8:59:32 AM: Function Dir: /opt/build/repo/docs/.vuepress/dist/lambda
8:59:32 AM: TempDir: /tmp/zisi-5dc44cc07c85c804ebc15d77
8:59:33 AM: Prepping functions with zip-it-and-ship-it 0.3.1
8:59:34 AM: [ { path: '/tmp/zisi-5dc44cc07c85c804ebc15d77/crowdin.zip',
8:59:34 AM:     runtime: 'js' } ]
8:59:34 AM: Prepping functions complete

Equivalent logs of an unsuccessful deploy (triggering another deploy on same exact branch & commit history):

1:22:06 PM: Function Dir: /opt/build/repo/docs/.vuepress/dist/lambda
1:22:06 PM: Skipping functions preparation step: /opt/build/repo/docs/.vuepress/dist/lambda not found

Any idea what’s causing this issue? Thanks.

Hi @samajammin and sorry to be slow to get back to you. Seems like we might have had a bug in serving that function. I can’t be sure from our internal logs but I see some 404’s back when you wrote in, but none since soon after that.

Have you seen that happen again since? In the future if you see this, we’d likely have to help resolve it from our side BUT there is a quick workaround for you in that you could rename the function and redeploy (after updating your code references to point to the new function) and it would likely avoid the issue with the new name.

1 Like

Still having occasional issues with this. I just tried renaming the function & the issue persists. Any idea @fool?
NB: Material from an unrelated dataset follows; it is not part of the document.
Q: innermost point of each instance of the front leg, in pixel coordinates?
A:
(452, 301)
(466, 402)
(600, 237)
Here’s the full logs from the production deploy after I changed the function name:

Just triggered a “Clear cache and deploy site” & now the Function is working again… full logs:

This seems to be consistently failing on deploys now until I trigger a “Clear cache and deploy site”. @fool have any other users notices caching issues around Netlify functions?
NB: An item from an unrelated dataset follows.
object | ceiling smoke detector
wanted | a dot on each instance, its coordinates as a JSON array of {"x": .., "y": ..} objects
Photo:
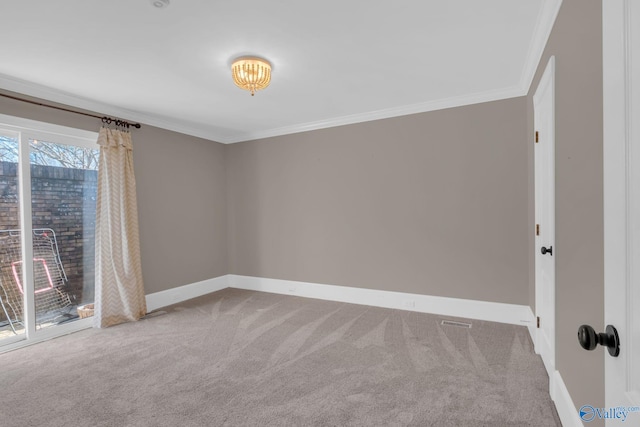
[{"x": 160, "y": 4}]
Not specifically, no. The failure mode we’ve seen is around our CDN caching software caching pointers to old functions, rather than anything to do with how you build. Clearing cache during build will have no effects on function runtime, unless the function itself is built differently with and without cache. Can you try outputting a checksum of the function file as the last step during your build, for a build with cache and one without, to see if they differ?
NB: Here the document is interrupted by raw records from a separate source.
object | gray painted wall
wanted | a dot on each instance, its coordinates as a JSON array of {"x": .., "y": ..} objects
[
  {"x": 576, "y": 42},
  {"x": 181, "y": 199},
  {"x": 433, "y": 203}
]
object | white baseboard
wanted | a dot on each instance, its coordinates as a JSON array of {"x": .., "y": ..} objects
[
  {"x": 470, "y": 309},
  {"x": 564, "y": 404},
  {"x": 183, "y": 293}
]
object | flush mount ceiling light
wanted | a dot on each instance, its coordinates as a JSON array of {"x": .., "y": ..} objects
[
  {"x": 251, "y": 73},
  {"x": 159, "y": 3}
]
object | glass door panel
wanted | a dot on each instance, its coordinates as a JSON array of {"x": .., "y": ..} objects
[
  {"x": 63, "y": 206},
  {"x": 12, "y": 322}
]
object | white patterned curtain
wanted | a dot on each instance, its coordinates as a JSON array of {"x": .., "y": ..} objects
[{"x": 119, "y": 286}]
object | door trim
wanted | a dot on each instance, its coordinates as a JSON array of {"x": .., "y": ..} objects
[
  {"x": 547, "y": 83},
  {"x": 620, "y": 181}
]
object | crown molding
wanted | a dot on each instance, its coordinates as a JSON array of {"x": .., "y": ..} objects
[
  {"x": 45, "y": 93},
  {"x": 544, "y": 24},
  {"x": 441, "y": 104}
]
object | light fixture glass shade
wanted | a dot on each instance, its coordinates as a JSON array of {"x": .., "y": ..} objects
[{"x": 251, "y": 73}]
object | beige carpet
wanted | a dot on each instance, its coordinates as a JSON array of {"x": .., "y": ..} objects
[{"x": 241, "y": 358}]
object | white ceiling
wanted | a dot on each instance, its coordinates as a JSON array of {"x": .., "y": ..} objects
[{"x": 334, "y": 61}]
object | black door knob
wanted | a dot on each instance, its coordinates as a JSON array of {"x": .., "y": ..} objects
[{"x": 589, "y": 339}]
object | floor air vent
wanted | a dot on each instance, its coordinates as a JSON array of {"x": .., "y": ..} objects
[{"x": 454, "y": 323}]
If they do, we’ll suggest you debug on the build side; if they don’t, then it might be a bug on our side.

Figured out the issue - it was a bone-headed setup on my end :sweat_smile:, sorry for taking up your time.

My build steps were running in parallel & outputting to the same /dist directory, so occasionally my app build was overwriting my lambda build output. The solution was to run them sequentially:

1 Like

@futuregerald @fool I am experiencing inconsistent uptime from Netlify functions. For context, I have a browser extension that hits my Netlify functions endpoint. If I stop testing it for awhile, it will start working again. Running Netlify functions locally work well, so that has deduced the error to uptime on Netlify. Please let me know what you need / how I can resolve this.
Thanks!

hey @jsl15c - this might be related/similar, it might not. I would suggest you create a new post with more information for us - such as, your netlify name, what you have already tried, some code code we can look at, etc etc. You can include a link that references this thread if you want.

Sounds like you are maybe hitting a timeout of some kind - hard to say with the information provided.